Siege of Lanka (Ajit Ghosh Collection, Calcutta)

These have been ascribed by Gangoly to the school of Jammu. The paintings are of large size, 37” x 24”, and closely resemble in style paintings from Guler described by Archer in his Indian Painting in the Punjab Hills. I learnt from the Bharani family at Amritsar that these paintings were procured from Haripur-Guler [5] Archer has also identified these paintings as belonging to the Guler school of Kangra art.

Kali (author’s collection)

This painting has been ascribed by Gangoly to the school of Jammu. The curved horizon, the shape of the hills, the headdress of Durga and shape of the lion on which she is riding, are features which suggest that it belongs to the Guler school. In fact, the present author purchased a number of paintings in which Durga is painted in this style as hailing from Guler. Archer has also described some of the paintings painted in this style from Capt. Sundar Singh of Haripur-Guler. Archer has also described some of the paintings painted in this style as hailing from Guler.

Flower Gathering (Central Museum, Lahore)

This painting has been ascribed by Gangoly to the school of Basohli. Some paintings of a Gita Govinda series discovered from Basohli are said to have been painted during the reign of Raja Dhiraj Pal (1693 AD) [6]. During this travels the present writer found that paintings in the so-called Basohli style were also painted at Nurpur, Haripur-Guler, Sujanpur Tira, Mandi, Nalagarh and Bilaspur as well as at Kulu. The Kangra school of painting is said to have evolved from the fusion of Mughal and Basohli styles. This again one of the clichés which have been perpetuated by some writers by the use of flowery language. The Kangra school of painting in fact developed by from the adoption of Hindu themes from the Puranas and the epics by the artists who were conversant with the Mughal technique of paintings.

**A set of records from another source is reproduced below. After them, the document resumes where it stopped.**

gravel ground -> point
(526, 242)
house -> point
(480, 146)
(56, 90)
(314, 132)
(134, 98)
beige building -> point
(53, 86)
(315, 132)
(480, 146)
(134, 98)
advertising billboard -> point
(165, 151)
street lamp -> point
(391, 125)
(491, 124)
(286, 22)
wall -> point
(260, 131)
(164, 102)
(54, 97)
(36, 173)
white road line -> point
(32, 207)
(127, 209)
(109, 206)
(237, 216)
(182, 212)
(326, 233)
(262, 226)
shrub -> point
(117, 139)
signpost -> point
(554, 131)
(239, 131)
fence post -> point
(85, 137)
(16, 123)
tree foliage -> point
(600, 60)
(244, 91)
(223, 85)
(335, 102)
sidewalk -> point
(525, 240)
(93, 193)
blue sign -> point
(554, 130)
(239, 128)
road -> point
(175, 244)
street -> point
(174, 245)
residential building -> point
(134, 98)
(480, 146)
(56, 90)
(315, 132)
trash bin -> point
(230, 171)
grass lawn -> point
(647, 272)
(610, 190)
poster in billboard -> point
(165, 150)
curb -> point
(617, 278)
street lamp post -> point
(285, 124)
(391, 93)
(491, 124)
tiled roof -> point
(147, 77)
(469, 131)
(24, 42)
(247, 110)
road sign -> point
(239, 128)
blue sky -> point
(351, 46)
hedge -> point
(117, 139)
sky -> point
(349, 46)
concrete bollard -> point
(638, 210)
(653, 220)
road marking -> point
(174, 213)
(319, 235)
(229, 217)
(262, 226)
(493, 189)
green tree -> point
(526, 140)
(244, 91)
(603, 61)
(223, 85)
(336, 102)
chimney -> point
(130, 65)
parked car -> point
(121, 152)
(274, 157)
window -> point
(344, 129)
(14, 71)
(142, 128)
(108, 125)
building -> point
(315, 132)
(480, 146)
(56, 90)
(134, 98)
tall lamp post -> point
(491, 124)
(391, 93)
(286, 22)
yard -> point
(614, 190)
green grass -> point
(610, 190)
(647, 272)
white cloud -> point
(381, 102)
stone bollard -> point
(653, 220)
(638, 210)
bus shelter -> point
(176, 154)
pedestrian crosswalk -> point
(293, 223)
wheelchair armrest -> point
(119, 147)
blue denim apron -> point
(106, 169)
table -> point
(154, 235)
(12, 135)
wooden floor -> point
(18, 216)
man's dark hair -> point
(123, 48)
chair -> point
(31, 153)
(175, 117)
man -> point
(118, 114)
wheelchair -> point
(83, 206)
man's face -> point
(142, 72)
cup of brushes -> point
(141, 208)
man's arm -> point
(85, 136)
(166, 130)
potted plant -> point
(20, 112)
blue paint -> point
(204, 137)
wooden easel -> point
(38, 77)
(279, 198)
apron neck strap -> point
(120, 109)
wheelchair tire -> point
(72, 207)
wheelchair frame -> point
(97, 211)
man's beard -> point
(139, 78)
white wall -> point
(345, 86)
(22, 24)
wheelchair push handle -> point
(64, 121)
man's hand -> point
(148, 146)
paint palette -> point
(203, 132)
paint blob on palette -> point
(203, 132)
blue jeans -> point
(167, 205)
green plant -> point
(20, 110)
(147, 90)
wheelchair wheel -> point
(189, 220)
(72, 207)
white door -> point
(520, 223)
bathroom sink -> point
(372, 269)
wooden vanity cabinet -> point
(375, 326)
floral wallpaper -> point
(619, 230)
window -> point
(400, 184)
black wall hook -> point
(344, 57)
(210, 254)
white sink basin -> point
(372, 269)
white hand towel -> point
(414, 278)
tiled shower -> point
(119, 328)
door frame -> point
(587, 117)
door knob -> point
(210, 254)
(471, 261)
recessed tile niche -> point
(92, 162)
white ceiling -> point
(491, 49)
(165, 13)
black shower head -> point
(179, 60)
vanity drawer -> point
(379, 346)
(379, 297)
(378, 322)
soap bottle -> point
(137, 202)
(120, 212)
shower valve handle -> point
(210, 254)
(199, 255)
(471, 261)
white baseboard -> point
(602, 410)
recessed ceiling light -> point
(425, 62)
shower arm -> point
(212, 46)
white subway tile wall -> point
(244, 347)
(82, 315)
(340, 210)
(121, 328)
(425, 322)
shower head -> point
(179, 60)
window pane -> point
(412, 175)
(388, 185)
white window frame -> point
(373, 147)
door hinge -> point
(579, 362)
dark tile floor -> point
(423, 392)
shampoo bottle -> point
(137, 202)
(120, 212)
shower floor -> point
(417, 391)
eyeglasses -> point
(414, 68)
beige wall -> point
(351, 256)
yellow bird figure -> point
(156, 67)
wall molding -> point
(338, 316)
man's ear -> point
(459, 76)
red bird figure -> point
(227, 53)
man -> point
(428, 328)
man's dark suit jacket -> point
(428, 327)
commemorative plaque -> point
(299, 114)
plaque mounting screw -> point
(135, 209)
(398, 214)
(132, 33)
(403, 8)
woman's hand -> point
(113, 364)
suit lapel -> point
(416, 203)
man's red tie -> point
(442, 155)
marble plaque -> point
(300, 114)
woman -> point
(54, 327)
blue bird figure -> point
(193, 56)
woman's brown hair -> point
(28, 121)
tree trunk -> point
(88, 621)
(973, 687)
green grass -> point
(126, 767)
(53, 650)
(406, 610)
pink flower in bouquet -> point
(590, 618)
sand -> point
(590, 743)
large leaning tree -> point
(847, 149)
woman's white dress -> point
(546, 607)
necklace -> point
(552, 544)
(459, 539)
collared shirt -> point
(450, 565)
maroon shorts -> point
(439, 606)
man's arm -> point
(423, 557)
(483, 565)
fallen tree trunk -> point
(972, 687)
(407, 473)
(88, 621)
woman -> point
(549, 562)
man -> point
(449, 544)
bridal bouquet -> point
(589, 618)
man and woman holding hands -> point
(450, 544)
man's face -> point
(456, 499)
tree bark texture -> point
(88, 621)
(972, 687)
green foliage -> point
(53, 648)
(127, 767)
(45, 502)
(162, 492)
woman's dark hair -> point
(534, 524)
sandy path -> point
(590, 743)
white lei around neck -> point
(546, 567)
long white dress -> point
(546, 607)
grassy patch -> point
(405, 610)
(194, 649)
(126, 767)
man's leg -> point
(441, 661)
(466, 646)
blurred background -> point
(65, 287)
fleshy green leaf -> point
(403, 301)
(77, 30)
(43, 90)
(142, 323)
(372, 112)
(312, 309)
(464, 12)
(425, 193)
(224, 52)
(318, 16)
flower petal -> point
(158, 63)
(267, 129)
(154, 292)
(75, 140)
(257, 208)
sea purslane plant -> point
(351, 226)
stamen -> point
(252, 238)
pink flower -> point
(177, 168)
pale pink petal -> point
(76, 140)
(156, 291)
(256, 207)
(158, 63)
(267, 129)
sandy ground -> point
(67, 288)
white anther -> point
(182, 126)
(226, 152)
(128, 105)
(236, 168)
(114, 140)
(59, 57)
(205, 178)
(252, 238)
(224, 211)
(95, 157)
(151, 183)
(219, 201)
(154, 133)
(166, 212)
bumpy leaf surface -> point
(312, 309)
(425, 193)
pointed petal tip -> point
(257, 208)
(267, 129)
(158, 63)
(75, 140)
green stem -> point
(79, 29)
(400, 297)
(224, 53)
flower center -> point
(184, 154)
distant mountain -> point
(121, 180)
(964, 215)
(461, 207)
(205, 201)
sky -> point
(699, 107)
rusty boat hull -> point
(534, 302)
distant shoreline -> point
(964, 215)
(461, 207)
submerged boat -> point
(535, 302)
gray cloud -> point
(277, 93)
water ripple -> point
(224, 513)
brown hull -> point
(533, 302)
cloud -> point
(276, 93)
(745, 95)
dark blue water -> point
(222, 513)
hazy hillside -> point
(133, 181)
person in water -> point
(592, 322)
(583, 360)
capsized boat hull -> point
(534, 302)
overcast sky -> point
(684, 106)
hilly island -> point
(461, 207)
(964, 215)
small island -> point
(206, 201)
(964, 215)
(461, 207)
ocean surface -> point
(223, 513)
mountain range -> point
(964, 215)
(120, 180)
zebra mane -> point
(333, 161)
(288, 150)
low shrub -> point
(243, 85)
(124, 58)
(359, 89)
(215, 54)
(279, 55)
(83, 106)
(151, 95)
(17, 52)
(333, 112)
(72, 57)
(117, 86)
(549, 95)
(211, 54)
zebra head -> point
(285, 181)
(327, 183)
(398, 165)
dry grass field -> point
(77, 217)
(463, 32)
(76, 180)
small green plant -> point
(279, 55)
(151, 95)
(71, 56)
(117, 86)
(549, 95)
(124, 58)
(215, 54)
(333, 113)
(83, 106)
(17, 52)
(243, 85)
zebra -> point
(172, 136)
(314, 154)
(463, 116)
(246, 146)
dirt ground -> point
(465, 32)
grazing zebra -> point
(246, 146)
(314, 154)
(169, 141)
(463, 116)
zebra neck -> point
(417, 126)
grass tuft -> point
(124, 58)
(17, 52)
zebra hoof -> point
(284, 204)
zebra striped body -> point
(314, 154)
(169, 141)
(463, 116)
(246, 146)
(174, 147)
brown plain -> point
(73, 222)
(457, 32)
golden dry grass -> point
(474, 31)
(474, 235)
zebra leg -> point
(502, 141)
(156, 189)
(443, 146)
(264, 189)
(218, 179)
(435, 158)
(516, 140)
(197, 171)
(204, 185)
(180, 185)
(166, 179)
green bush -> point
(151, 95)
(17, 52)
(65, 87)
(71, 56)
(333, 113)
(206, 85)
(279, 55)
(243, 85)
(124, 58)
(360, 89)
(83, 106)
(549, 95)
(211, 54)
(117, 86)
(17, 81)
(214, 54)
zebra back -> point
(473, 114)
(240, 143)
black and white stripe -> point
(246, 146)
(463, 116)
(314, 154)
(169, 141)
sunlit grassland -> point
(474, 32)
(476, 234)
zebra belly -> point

The Mughal style coupled with the beauty of Hindu themes plus the beautiful landscape of Kangra valley ultimately produced that style of painting known as Kangra. The Basohli style of Rajput painting also continued to flourish side by side as a parallel development, and achieved refinement in its own sphere. The style of ‘Flower Gathering’ resembles that of some of the paintings from Nurpur seen in the collection of Mian Kartar Singh of the Wazir family which have been described by Archer in Marg, Vol.8, No.3.

Portrait of Raja Prakas Chand (Central Museum, Lahore)

This painting has been ascribed by Gangoly to the school of Chamba. There are a number of paintings of Raja Prakas Chand and his queens from Haripur-Guler. Unless there are special reasons tothecontrary such as the inscription, there seems to be no special reason why this painting should be ascribed to the school of Chamba.

Sita-Vihara (Tagore Collection, Calcutta)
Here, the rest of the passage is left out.